Pengedar Narkoba Incar Pekerja Industri Tambang di Sultra
Aparat Polda Sultra kembali menangkap pengedar sabu di Morosi, Konawe. Mereka menyasar pekerja di kawasan industri pertambangan ini.
Oleh
SAIFUL RIJAL YUNUS
·3 menit baca
KENDARI, KOMPAS — Aparat Polda Sulawesi Tenggara menangkap dua pengedar sabu di Kecamatan Morosi, Kabupaten Konawe. Mereka menyasar pekerja tambang, khususnya pekerja kasar yang jumlahnya puluhan ribu orang di kawasan industri pertambangan nikel ini. Penegakan aturan yang maksimal diperlukan agar penyebaran narkotika tidak terus meluas.
Direktur Reserse Narkoba Polda Sultra Komisaris Besar Eka Faturrahman, Rabu (23/2/2022), menjelaskan, kedua tersangka adalah HW (32) dan HA (29). Keduanya ditangkap di lokasi berbeda di wilayah Desa Morosi, Kecamatan Morosi, Selasa (22/2/2022) malam. Dari keduanya, ditemukan barang bukti sabu dengan berat total 27,84 gram.
”Dari informasi awal yang kami terima, tim bergerak dan menangkap HW di kediamannya. Dari pelaku, ditemukan lima paket sabu yang disembunyikan di kantong celana. Pelaku mengaku barang tersebut diperoleh dari seorang pelaku lain di wilayah yang sama,” kata Eka.
Tim kemudian bergerak mendatangi lokasi lain yang merupakan kediaman HA. Dari penggeledahan yang dilakukan, aparat menemukan 12 paket sabu siap edar lainnya. Pengakuan HA, sabu ini diperoleh dari seseorang di Kendari dengan sistem tempel. Jarak Kendari ke Morosi sekitar satu jam perjalanan atau 32 kilometer.
Berdasarkan penyelidikan sementara, ucap Eka, para pelaku telah menjalankan aksi berulang kali. Mereka menyasar para pekerja industri pertambangan di wilayah ini, mulai dari sopir truk hingga pekerja di tungku smelter.
”Kami masih menelusuri asal narkotika para pelaku. Keduanya telah ditetapkan tersangka dengan ancaman Pasal 114 Ayat (2) Subsider Pasal 112 Ayat (2) UU Nomor 35 Tahun 2009 tentang Narkotika,” kata Eka.
Morosi merupakan kecamatan lokasi kawasan industri pertambangan nikel. Dua perusahaan besar asal China beroperasi di kawasan pertambangan ini yang mempekerjakan puluhan ribu orang. Wilayah yang dulunya daerah tambak ini seketika berubah menjadi kawasan ekonomi baru.
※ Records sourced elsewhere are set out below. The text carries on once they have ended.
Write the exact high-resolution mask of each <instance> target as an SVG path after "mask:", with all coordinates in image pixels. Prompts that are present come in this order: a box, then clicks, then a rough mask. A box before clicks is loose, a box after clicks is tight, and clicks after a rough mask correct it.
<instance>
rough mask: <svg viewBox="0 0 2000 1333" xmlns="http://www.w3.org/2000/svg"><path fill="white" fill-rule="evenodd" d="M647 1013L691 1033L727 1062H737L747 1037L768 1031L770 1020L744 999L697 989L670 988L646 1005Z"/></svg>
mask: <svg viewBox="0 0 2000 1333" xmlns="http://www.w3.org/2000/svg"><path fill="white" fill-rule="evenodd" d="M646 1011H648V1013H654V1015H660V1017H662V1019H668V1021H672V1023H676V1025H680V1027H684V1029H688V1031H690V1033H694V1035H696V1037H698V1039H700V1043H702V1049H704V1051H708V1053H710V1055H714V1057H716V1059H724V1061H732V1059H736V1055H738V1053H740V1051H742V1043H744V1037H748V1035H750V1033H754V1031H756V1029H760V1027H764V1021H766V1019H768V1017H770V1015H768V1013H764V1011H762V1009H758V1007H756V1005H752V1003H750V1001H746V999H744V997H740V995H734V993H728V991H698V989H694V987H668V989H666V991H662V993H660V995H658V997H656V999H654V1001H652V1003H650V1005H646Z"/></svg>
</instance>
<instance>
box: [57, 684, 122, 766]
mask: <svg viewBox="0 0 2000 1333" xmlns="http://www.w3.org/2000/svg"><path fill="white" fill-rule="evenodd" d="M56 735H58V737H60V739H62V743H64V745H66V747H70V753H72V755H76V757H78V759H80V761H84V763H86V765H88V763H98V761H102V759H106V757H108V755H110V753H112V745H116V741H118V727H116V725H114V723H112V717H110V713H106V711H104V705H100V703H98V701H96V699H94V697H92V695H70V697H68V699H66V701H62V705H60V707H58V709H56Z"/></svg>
Kasus peredaran sabu di wilayah ini bukan kali pertama terjadi. Pada Januari lalu, seorang warga ditangkap akibat membawa sabu seberat 12 gram. Sama seperti kasus kali ini, sabu tersebut akan diedarkan di kawasan industri pertambangan Morosi.
Di akhir 2020, seorang pekerja tambang bahkan ketahuan memiliki narkotika jenis ganja seberat 1,6 kilogram. Selain digunakan sendiri, ganja tersebut juga akan diedarkan di Morosi hingga ke kawasan tambang di Konawe Utara.
Bahtiar, sosiolog Universitas Halu Oleo, Kendari, menjabarkan, kawasan pertambangan memang menjadi makanan empuk para pengedar dan bandar narkoba. Sebab, daerah tersebut adalah daerah yang ramai dengan perputaran uang yang tinggi.
Menurut dia, kawasan pertambangan yang baru tumbuh beberapa tahun terakhir di Sultra akan menjadi sasaran peredaran narkoba. Oleh karena itu, pengawasan ketat seharusnya dilakukan, bukan hanya terhadap alur masuk orang, melainkan juga aktivitas di dalamnya.
Penegakan aturan yang maksimal juga harus dijalankan oleh penegak hukum. Hal ini untuk menimbulkan efek jera terhadap para pelaku sehingga benar-benar bisa memberantas peredaran narkotika di kawasan pertambangan dan wilayah lain di Sultra.
”Sudah seharusnya pengawasan itu dilakukan, baik pemerintah, aparat, maupun perusahaan itu sendiri. Kalau ada ditemukan peredaran narkoba, pemerintah tegas terhadap pelaku, juga memberi ultimatum ke perusahaan untuk bersama-sama memberantas narkoba,” ucapnya.